Our founders built a system with numerous checks and balances. Three separate branches of government at the national level, and that placed against state governments. Throughout my entire lifetime the Federal government has existed superior to state and local governments and there has been no real state check on Federal power. This has extended so far that during my entire k-12 education I only ever learned the checks and balances that were built into the Federal government, never the balance between Federal and State governments. Recently we have seen this played out through the Affordable Care Act. In this case state governments can allow the Federal government to set up an exchange, or they can set up their own - as long as it is exactly what the Federal government wants. There is no balance here it is "You can do it my way, or I'll do it myself." There are numerous other places that I am sure each of you have seen this played out (EPA, NRC, or anywhere else you intersect with the Feds). The laws in place continue ratcheting down the free space for both citizens and state governments. Recently the Supreme Court has placed a very mild limit on this by restricting the Federal government from using elections data older than my mother in order to determine which states may be denied sovereignty over their own elections. However the restriction of using 5 decade old data is a very small check on Federal power indeed.
Much of the focus here at RedState recently has been on Senators. This makes sense due to the fact that winning a few winnable elections and replacing a few moderates with conservatives could drastically alter the Senate. However, any gain would be fleeting at best since at some point the makeup of the senate will revert either through a loss of seats, or from some conservatives moderating (a.k.a. selling out) their positions over time. I do not think our efforts should be focused exclusively on fighting for a what can be overturned the next election cycle.

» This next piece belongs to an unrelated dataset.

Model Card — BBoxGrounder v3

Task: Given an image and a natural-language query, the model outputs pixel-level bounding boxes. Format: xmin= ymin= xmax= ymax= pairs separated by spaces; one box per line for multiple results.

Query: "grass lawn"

What would I suggest then, to give up? Certainly not, we may only control one half of one third of the Federal government, but there is enormous strength in the conservative position at the State level. The only long term method to limit power wielded by the Federal government is to return that power to the States and People respectively, and no makeup of the senate will move far enough to ensure that happens. What if instead of asking the Federal government to give up power (through a good choice of Senators) we asked our State governments to take power back? The problem with the 10th amendment right now is that it has been rendered meaningless (unless you consider the ability to reject the implementation of laws based on 50+ year old data strength). My suggestion would be that new checks on the Federal government be put in place at the Constitutional level. My first suggestion is that some means of enforcing the tenth amendment be generated. Insomuch as the Senate is elected in order to represent the collective will of the citizens of each state any law in place that goes against the will of the citizens of the several states demonstrates a failure of the senators to represent their constituents in the present or to anticipate what their citizens will wish in the future. The states should have the ability to override their own senators as given by the following suggested amendment:
If at any time a majority of state legislatures pass resolutions requesting the revocation of any particular law then that law shall be immediately and retroactively revoked in its entirety. All fines collected on the basis of the law in the previous six years will be returned and all persons imprisoned under the law shall immediately be released. All regulations and executive orders based in the law shall immediately be revoked and all court decisions based on the law or interpretations thereof shall be null and void. Any executive order or court decision that does not have a clearly articulated basis in a given law can be nullified within the borders of any state by the state legislature.
6 years - the length of time for a senate seat. The senate will have had an entire turnover period to overturn the law.
Nullification - If there is no clear legal basis for a rule (i.e. an executive order not bound to any act of congress, or court decision separate from either the constitution or a law) then the states should be free to ignore such rules.
There is a reason for this particular approach. Politicians are much more likely to be willing to grab power than to cede power. This amendment does not ask any politicians to give up power, it instead asks state governments to take power back from the Federal government. Also, this approach does not give the authority to make laws (we have more than enough laws as it is), only to repeal laws. Also, this is uniquely capable of removing entire regulatory systems. If a certain regulatory environment has become overly burdensome (e.g. environment) then the states can send the entire thing back to the drawing board by eliminating the underlying law that served as the basis for both executive and judicial regulations. If the states find the current carbon regulations unduly burdensome they would have the option to request the revocation of the Clean Air Act of 1963 (and perhaps suggest an alternative in which non-toxins are removed from regulation). The same would hold for overreach with Fannie Mae and Freddie Mac, and any other Federal entity. Also note that certain judicial findings that are separate from the actual wording of documents may be ignored. Thus a "constitutional right" to "dignity" may be ignored since there is no clearly articulated constitutional right to dignity. Additionally
Note - When proposing amendments there should always be great care taken to be sure that the proposal is not one sided (D's like it R's hate it, or vice versa). This amendment would apply equally to ACA as to DOMA, or even the Civil Rights Act. The power is to revoke any law, and as such the government of California should like the amendment as much as the government of Mississippi.